Similar analyses examined the 10 s period following the termination of the CS. This period coincides with reward delivery on CS+ trials. For this period, a significant interaction was found between Stress experience and CS type (F(1,19) = 4.7677, p = 0.0417) as was a significant main effect of Training (F(1,19) = 9.1781, p = 0.006895), such that autoshaping increased pathway activity in the period following CS termination across groups. The two-way Stress × CS type interaction was interpreted by collapsing across Training (by averaging the epoch-magnitudes across early and late training for each animal) and performing separate one-way ANOVAs on CS type for Control and Stress animals. Only Control animals showed a significant increase in activity during the post-CS+ period relative to the post-CS– period (F(1,12) = 6.9632, p = 0.0216; post-CS+: 17.81 ± 3.19; post-CS–: 7.50 ± 1.65). Stress animals did not display a difference in their encoding of the post-CS+ and post-CS– periods (F(1,7) = 1.1305, p = 0.322; post-CS+: 7.99 ± 2.88; post-CS–: 4.88 ± 1.88). Similarly, a direct comparison between the late training Post-CS+ signal in Control and Stress animals revealed that Control animals displayed greater signal during reward delivery than did Stress animals (Welch T(18.717) = 2.276, p = 0.03479). Together, these results indicate that, unlike in Control animals, pathway activity in animals with Stress experience did not discriminate between reward delivery and the absence thereof. Stress and Control animals did not differ in their latency to retrieve the pellet from the food cup following CS+ retraction (U = 93, p > 0.05). Thus, the difference in signal cannot be attributed to a failure or delay on the part of Stress animals in retrieving and consuming the reward. Furthermore, the magnitude of reward encoding did not correlate with individual differences in approach behavior (as measured by PCA index) in either Stress (r = 0.102, p = 0.811) or Control (r = –0.404, p = 0.171) animals. Therefore, the difference between Stress and Control animals in their encoding the post-CS+ period relative the post-CS– period cannot be attributed to the greater propensity of stress animals to engage in goal-tracking.

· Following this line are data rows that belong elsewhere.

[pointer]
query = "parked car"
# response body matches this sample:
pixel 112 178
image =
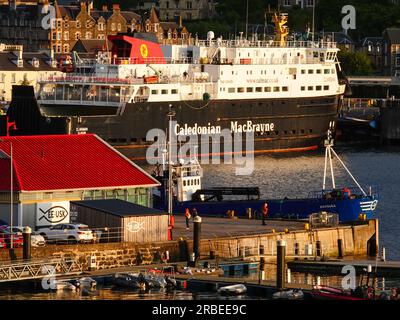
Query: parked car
pixel 68 232
pixel 36 239
pixel 18 239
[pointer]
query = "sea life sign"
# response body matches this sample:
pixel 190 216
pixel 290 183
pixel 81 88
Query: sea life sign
pixel 49 213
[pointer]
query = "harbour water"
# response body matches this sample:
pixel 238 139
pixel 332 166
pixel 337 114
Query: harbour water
pixel 295 176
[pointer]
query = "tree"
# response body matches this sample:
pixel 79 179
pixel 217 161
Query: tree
pixel 355 63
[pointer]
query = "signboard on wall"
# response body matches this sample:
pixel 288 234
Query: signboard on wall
pixel 49 213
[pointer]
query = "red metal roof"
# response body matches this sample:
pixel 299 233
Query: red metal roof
pixel 67 162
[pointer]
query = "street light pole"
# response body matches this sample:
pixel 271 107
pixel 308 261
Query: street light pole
pixel 11 195
pixel 170 115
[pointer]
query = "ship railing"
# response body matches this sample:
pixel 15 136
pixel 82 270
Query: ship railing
pixel 112 80
pixel 355 192
pixel 243 43
pixel 79 78
pixel 80 97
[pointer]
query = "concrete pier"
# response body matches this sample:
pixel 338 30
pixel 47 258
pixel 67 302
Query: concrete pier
pixel 222 238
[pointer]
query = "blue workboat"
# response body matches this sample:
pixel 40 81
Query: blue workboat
pixel 350 204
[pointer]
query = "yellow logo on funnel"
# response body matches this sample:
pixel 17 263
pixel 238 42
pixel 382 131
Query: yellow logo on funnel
pixel 144 51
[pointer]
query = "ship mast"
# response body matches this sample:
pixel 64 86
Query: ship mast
pixel 170 115
pixel 281 29
pixel 328 155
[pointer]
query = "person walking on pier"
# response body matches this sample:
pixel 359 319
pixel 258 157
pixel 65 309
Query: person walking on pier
pixel 187 217
pixel 265 213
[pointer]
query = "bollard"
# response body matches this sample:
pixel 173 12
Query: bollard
pixel 196 237
pixel 26 252
pixel 280 264
pixel 289 276
pixel 340 248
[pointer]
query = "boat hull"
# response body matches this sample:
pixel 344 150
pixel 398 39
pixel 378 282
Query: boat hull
pixel 347 209
pixel 279 125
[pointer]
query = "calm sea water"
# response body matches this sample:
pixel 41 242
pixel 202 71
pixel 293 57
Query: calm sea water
pixel 295 176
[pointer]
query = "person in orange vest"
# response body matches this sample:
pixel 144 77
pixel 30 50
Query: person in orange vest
pixel 171 226
pixel 187 217
pixel 265 213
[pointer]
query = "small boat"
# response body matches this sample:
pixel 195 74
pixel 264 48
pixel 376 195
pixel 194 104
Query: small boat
pixel 63 285
pixel 331 293
pixel 288 295
pixel 233 289
pixel 87 282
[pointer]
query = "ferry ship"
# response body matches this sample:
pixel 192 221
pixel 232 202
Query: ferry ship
pixel 330 204
pixel 284 92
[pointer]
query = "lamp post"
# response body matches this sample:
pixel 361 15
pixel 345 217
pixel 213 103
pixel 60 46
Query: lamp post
pixel 170 115
pixel 11 194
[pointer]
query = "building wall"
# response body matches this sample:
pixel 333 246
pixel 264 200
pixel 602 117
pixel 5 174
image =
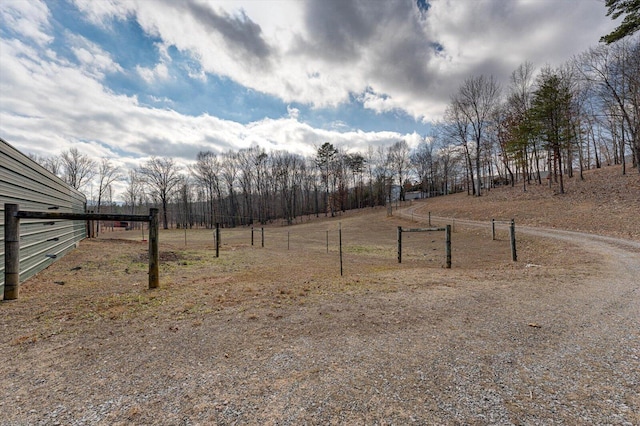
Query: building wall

PL-NAcC activity does not predict the direction of conditioned approach
The possibility that quantitatively different PL-NAcC activity patterns could be associated with different types of approach behavior (CS+ vs Goal) was also examined on the last day of conditioning (Fig. 5A). An approach was defined as the animal contacting either the CS or food cup. Time stamps of both initiation and cessation of approach were marked, and the average signal during these types of approach was calculated. A 2 (Stress vs Control) × 2 (CS vs Goal) ANOVA found a significant main effect of Stress experience (F(1,16) = 8.617, p = 0.009699), but no effect of Approach type (F(1,16) = 2.16, p = 0.161) nor an interaction (F(1,16) = 0.0032, p = 0.955; Fig. 5B). To assess the possibility that variability in signal magnitude related to individual behavioral variability, Pearson correlations were performed between average signal during CS+ approach and CS+ approach probability within both Stress and Control groups (Fig. 5C). Neither Stress (r = 0.034, p = 0.943) nor Control (r = –0.094, p = 0.784) groups showed a significant correlation between signal and preferred direction of approach behavior.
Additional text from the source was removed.